Nominierung und Verfahren
Gerald Loacker, ein 52-jähriger Jurist und Unternehmensberater, soll die Nachfolge von Helga Berger antreten, deren Amtszeit Ende Juli endet. Bevor Loacker das Amt antreten kann, muss er die Zustimmung des Hauptausschusses des Nationalrats erhalten, eine Anhörung im Haushaltskontrollausschuss des EU-Parlaments durchlaufen und schließlich vom EU-Parlament bestätigt werden. Loacker rechnet damit, seine neue Position Anfang Oktober anzutreten. Seine Amtszeit läuft bis 2032.

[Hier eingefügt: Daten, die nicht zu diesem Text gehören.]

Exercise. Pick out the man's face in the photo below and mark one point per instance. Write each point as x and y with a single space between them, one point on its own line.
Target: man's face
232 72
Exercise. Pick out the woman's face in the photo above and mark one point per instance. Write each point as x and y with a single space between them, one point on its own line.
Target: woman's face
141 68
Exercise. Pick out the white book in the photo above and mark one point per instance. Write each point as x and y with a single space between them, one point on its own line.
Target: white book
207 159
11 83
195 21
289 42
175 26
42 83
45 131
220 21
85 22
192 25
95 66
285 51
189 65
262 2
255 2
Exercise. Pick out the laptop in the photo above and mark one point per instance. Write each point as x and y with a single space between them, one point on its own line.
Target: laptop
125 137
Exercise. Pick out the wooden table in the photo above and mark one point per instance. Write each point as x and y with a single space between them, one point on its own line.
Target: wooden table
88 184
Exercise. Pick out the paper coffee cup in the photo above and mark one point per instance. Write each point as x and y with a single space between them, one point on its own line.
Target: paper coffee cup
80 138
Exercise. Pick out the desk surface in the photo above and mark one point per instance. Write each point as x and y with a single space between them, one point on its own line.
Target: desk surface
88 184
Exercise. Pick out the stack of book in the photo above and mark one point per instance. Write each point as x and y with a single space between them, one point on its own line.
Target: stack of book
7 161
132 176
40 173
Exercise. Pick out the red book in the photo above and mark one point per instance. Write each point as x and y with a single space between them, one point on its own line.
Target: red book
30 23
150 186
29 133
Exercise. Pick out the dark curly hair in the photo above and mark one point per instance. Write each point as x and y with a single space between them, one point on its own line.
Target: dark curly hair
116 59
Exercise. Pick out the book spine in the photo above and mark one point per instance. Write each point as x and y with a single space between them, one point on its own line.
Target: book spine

Die Nominierung erfolgte nach einem internen Auswahlverfahren der Neos, dem gemäß Koalitionsabkommen das Vorschlagsrecht zustand. Ursprünglich hatten die Neos Helmut Berger, den ehemaligen Leiter des Budgetdienstes der Parlamentsdirektion, als Kandidaten ausgewählt. Berger zog seine Bewerbung jedoch aus persönlichen Gründen zurück, woraufhin die Neos Anfang März Loacker vorschlugen. Drei Bewerbungen waren über die elektronische Plattform der Bundesregierung eingegangen.